Dilution is the only solution
Since from June 30th, 2012 to June 30th, 2013, the company's number of outstanding shares have almost doubled with over 64 million. Even worse, the number of outstanding warrants more than doubled in that time period, from over 7 million to a tad over 17 million outstanding. The company still has an active at-the-market offering agreement with Cowen, which as of August 6, 2013, Cowen had sold a cumulative total of 2.45 million shares for gross proceeds of $6.24 million. There is another $21.15 million in common stock available for future issuance under the ATM sales agreement. The company believes that it has sufficient liquidity into the third quarter of 2014.
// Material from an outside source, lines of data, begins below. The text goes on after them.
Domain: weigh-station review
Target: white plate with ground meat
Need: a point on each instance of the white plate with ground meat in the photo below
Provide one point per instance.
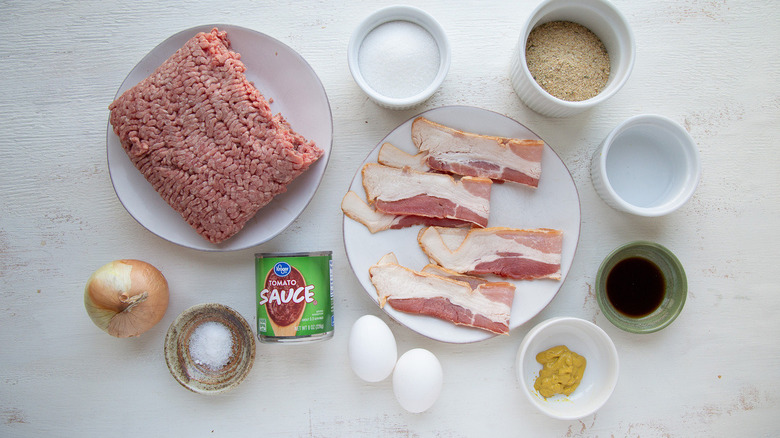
(554, 204)
(294, 90)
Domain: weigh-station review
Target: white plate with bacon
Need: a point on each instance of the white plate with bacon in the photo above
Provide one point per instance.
(554, 204)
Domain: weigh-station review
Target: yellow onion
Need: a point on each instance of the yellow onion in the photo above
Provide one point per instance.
(126, 297)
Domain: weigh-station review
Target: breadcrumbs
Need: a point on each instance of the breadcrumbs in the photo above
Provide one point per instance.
(567, 60)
Its current cash sits around $69M (as of 6/30/13), debt of $60M and a cash burn of roughly ~$17M per quarter. With shares hovering close to $4, it has a market cap exceeding $300M when you include the warrants. We suspect its cash burn and future dilution will continue. The company's future ability to meet revenue requirements should concern investors more than it seems too.
Additional disclosure: Author owns November $4 and $5 puts.